D euxième Guerre mondiale, deux frères, Ludwig et Reinhold, pilotent des avions allemands. Leur père, brutal et intransigeant, admire l'aîné et rabroue le second. Se nourrissant d’amphétamines, le cadet multiplie les missions sur le front de l’est. Ses exploits lui valent un Victory stick, de quoi gagner la reconnaissance paternelle.

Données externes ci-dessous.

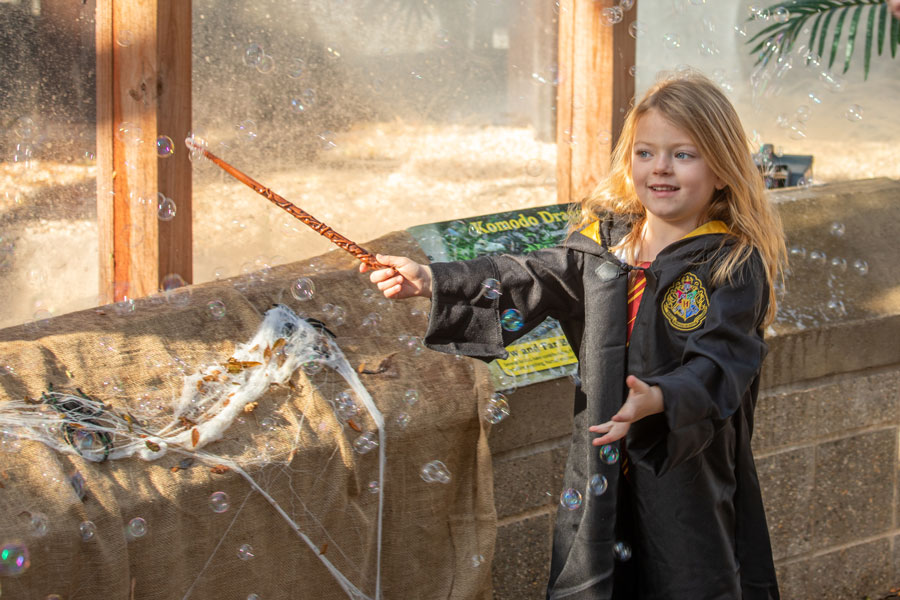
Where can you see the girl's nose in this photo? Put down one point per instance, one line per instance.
(662, 164)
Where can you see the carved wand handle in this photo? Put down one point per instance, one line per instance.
(316, 225)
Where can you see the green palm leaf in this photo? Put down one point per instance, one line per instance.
(780, 38)
(851, 37)
(869, 29)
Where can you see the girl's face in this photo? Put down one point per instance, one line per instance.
(671, 179)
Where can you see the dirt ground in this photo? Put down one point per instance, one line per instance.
(372, 180)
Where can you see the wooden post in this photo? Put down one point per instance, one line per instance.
(143, 92)
(594, 93)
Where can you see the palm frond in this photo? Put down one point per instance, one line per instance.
(780, 38)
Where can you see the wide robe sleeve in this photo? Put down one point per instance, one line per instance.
(464, 318)
(719, 363)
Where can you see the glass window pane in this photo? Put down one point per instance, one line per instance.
(48, 224)
(373, 116)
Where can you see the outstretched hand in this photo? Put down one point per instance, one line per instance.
(404, 278)
(643, 400)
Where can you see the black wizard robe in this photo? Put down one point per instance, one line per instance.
(690, 507)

Après Dent d’ours, Black squaw et Buck Danny, Yann écrit… un autre récit d’aviation. Pour apprécier cet album, il vaut mieux s’intéresser aux descriptions techniques et aux longues séquences aériennes présentant des Panzerschreck, Junkers JU-88, Sturmovik et autres LA-5. Il va de soi que le scénariste adore son sujet et qu’il est très bien documenté.

C’est toutefois tout le reste, largement sous-exploité, qui demeure le plus intéressant. La relation toxique avec le père, puis celle avec une mère se vautrant dans l’opium et les orgies. Et que dire du frère récemment marié à une Juive. Cette dynamique familiale trouble est malheureusement reléguée au second plan.

Julien Camp propose un dessin hyperréaliste, appliqué et plutôt froid. Tout y est, mais le bédéphile cherche en vain l’émotion. Le découpage se veut à l’avenant, propre et bien fait, avec ça et là des aéronefs sortant du cadre et des vignettes gentiment secouées pour mettre en valeur les scènes d’action. Petite astuce graphique : les segments à la maison apparaissent en noir et blanc, alors que dans l’ensemble, même les moments éprouvants s’affichent en couleur. Un peu comme si la mort régnait davantage au manoir familial que sur le champ de bataille.

Un projet susceptible de plaire aux aérophiles purs et durs ; les autres devraient relire Dent d’ours.